End-to-End Machine Learning Project Part-2A

NIRAV_RAJ · October 29, 2020, 5:22pm

I did not understand the whole program.

End-to-End Machine Learning Project Part-2

To make this notebook’s output identical at every run

np.random.seed(42)

np.random.permutation(5)

def split_train_set(data,test_ratio):

shuffled_indices=np.random.permutation(len(data))

test_set_size=int(len(data)*test_ratio)

test_indices=shuffled_indices[:test_set_size]
train_indices=shuffled_indices[test_set_size]

return data.iloc[train_indices],data.iloc[test_indices]

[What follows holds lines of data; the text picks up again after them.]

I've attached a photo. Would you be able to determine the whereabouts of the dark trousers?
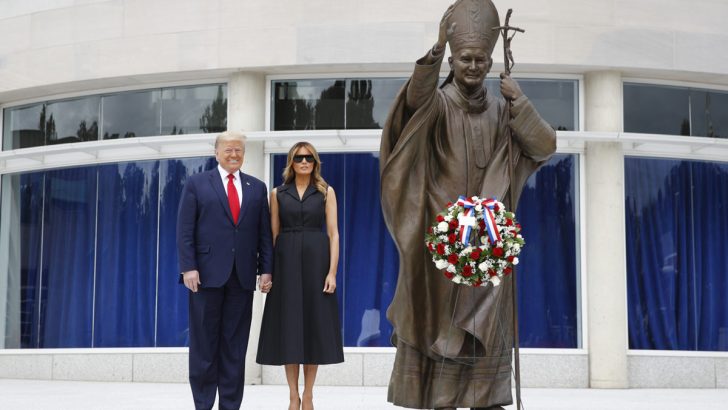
[189,268,253,410]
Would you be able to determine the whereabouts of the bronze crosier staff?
[493,9,526,409]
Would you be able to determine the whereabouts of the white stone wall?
[0,0,728,103]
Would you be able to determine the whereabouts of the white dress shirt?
[217,164,243,208]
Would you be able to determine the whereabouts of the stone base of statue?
[387,278,513,409]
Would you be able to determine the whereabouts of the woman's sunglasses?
[293,155,316,164]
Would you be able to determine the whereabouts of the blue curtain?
[11,153,576,347]
[39,168,96,347]
[516,154,579,348]
[19,172,45,347]
[273,153,578,348]
[156,158,217,347]
[625,158,728,351]
[93,161,159,347]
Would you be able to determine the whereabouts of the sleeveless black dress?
[256,184,344,365]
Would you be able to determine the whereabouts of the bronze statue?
[380,0,556,409]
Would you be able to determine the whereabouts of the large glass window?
[272,80,346,131]
[101,90,161,140]
[160,85,227,135]
[485,78,579,131]
[0,158,216,348]
[272,153,579,348]
[43,96,101,144]
[346,78,405,129]
[271,78,579,131]
[3,84,227,150]
[3,104,46,150]
[624,83,728,138]
[625,158,728,351]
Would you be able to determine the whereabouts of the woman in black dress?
[257,142,344,410]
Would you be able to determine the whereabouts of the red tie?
[228,174,240,224]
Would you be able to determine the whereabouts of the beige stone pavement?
[0,379,728,410]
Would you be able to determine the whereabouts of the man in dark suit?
[177,131,273,410]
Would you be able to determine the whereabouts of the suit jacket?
[177,168,273,290]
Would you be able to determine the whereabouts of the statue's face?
[448,47,493,91]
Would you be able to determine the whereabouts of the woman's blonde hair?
[283,141,329,197]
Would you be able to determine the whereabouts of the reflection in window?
[273,80,345,131]
[690,90,728,138]
[0,157,216,348]
[346,78,405,129]
[101,90,161,140]
[271,78,579,131]
[3,104,45,150]
[485,77,579,131]
[41,96,101,144]
[2,84,227,150]
[624,158,728,351]
[161,84,227,135]
[624,84,690,135]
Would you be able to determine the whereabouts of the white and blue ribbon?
[457,195,478,246]
[481,198,501,244]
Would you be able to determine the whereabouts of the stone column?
[227,72,267,384]
[582,71,629,388]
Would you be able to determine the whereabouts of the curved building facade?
[0,0,728,388]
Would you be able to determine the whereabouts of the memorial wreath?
[425,196,525,287]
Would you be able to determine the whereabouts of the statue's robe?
[380,47,556,408]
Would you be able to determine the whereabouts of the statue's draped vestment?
[380,47,556,408]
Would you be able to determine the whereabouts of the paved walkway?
[0,379,728,410]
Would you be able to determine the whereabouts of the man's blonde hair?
[215,131,248,151]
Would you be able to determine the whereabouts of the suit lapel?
[210,168,233,226]
[239,171,253,225]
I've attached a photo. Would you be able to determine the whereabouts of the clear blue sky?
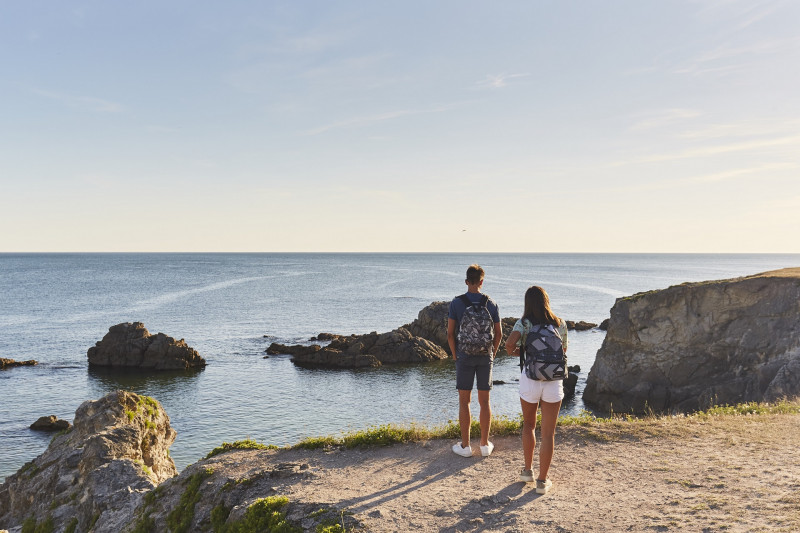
[0,0,800,252]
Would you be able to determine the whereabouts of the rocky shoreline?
[0,391,800,533]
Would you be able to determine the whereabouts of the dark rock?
[564,372,578,399]
[290,328,448,368]
[267,342,320,355]
[567,320,597,331]
[30,415,72,431]
[86,322,206,370]
[0,357,39,370]
[583,268,800,413]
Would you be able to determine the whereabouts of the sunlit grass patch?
[206,439,278,459]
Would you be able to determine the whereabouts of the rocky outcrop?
[267,328,448,368]
[403,302,450,350]
[0,391,177,533]
[583,268,800,413]
[86,322,206,370]
[267,302,597,368]
[30,415,72,431]
[0,357,39,370]
[567,320,597,331]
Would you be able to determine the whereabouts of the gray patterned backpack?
[456,294,494,356]
[520,324,568,381]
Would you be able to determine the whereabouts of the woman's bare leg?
[536,401,561,480]
[519,398,539,470]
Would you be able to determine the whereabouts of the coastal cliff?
[0,391,178,533]
[583,268,800,413]
[0,391,800,533]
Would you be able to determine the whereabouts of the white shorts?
[519,371,564,403]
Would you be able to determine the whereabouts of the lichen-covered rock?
[0,391,177,533]
[403,302,450,349]
[583,268,800,412]
[0,357,39,370]
[30,415,72,431]
[86,322,206,370]
[567,320,597,331]
[290,328,448,368]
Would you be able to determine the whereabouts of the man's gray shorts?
[456,355,494,390]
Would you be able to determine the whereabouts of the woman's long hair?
[522,285,561,327]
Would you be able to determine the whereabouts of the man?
[447,265,503,457]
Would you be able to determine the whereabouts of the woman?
[506,286,567,494]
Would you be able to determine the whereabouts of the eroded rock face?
[583,268,800,412]
[267,302,596,368]
[0,357,39,370]
[30,415,72,431]
[0,391,177,533]
[282,328,448,368]
[86,322,206,370]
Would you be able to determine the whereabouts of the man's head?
[466,265,486,286]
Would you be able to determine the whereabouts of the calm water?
[0,254,800,478]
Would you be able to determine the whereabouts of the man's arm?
[447,318,456,360]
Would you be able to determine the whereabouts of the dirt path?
[209,415,800,532]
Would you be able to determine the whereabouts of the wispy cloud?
[476,73,530,89]
[305,105,455,135]
[631,108,701,131]
[612,135,800,166]
[681,163,800,182]
[33,89,124,113]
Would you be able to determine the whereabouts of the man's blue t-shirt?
[447,292,500,355]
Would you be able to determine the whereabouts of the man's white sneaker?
[453,442,472,457]
[536,479,553,494]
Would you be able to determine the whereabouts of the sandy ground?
[211,415,800,532]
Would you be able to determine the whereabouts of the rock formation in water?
[0,357,39,370]
[267,328,448,368]
[86,322,206,370]
[30,415,72,431]
[0,391,177,533]
[267,302,596,397]
[583,268,800,413]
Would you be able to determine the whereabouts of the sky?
[0,0,800,253]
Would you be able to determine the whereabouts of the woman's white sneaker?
[453,442,472,457]
[536,479,553,494]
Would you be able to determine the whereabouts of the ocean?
[0,253,800,478]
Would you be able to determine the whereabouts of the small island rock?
[30,415,72,431]
[0,357,39,370]
[86,322,206,370]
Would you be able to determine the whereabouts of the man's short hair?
[467,265,486,285]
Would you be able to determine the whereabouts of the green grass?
[211,496,302,533]
[206,439,278,459]
[206,400,800,458]
[167,468,214,533]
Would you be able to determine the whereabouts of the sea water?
[0,254,800,479]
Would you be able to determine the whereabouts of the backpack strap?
[519,318,533,372]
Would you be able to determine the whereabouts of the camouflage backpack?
[456,294,494,356]
[520,324,568,381]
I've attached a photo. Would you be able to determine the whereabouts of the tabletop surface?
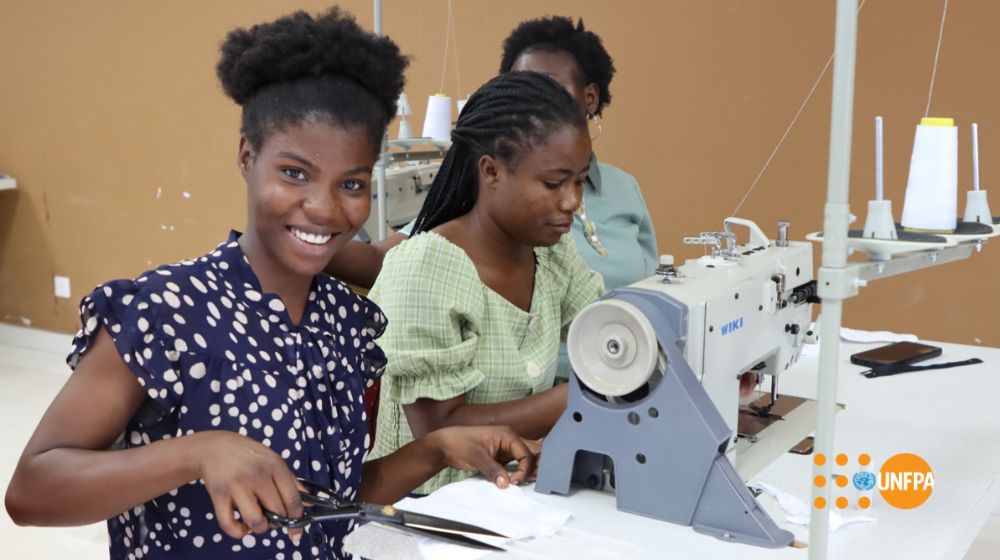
[347,342,1000,560]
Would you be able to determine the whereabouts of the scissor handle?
[296,478,353,508]
[261,506,365,529]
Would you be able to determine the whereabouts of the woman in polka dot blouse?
[6,8,534,560]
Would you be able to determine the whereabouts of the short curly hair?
[216,6,409,154]
[500,16,615,115]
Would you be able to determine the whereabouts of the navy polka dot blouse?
[68,232,386,560]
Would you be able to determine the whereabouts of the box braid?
[413,72,587,235]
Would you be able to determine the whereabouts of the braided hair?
[413,72,587,235]
[500,16,615,116]
[216,6,409,156]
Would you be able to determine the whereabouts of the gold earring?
[587,113,602,142]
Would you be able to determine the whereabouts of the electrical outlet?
[55,276,70,299]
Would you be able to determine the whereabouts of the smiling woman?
[6,8,537,560]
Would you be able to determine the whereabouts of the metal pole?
[374,0,389,241]
[875,117,882,200]
[972,123,979,191]
[809,0,858,560]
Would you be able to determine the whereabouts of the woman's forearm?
[403,383,569,439]
[6,434,203,527]
[358,437,447,504]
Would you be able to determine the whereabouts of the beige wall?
[0,0,1000,346]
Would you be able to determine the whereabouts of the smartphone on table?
[851,342,941,368]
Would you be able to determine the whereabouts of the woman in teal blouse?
[327,17,658,296]
[500,17,658,378]
[500,17,658,291]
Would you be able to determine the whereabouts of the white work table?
[347,342,1000,560]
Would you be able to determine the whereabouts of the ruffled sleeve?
[370,233,485,404]
[549,234,604,332]
[66,280,187,413]
[358,295,387,387]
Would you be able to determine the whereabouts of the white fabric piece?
[900,125,958,231]
[840,327,917,342]
[395,476,571,560]
[801,322,918,357]
[758,482,878,533]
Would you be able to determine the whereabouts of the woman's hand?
[426,426,542,488]
[186,431,302,542]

train_set,test_set = split_train_test(housing,0.2)

print(len(train_set),"train+",len(test_set),"test")

Please tell me the steps.

Please reply.

sgiri · October 30, 2020, 12:26pm

Basically, here we have tried to create our own method to split the data into training and test set.

Please try to experiment with each of the methods separately.

sgiri · October 30, 2020, 12:34pm

np.random.permutation(num) generates all the number from 0 upto num-1 in ramdom order.

Picks first few records to test_indices and rest into train_indices.

Picks the records from data at the train_indices and at test_indices and returns a tuple containing the two.

NIRAV_RAJ · October 31, 2020, 1:06pm

i did not understand.

“returns a tuple containing the two.”

data.iloc[train_indices],data.iloc[test_indices]

How can i return a tuple?

Please tell me the steps.

Please reply.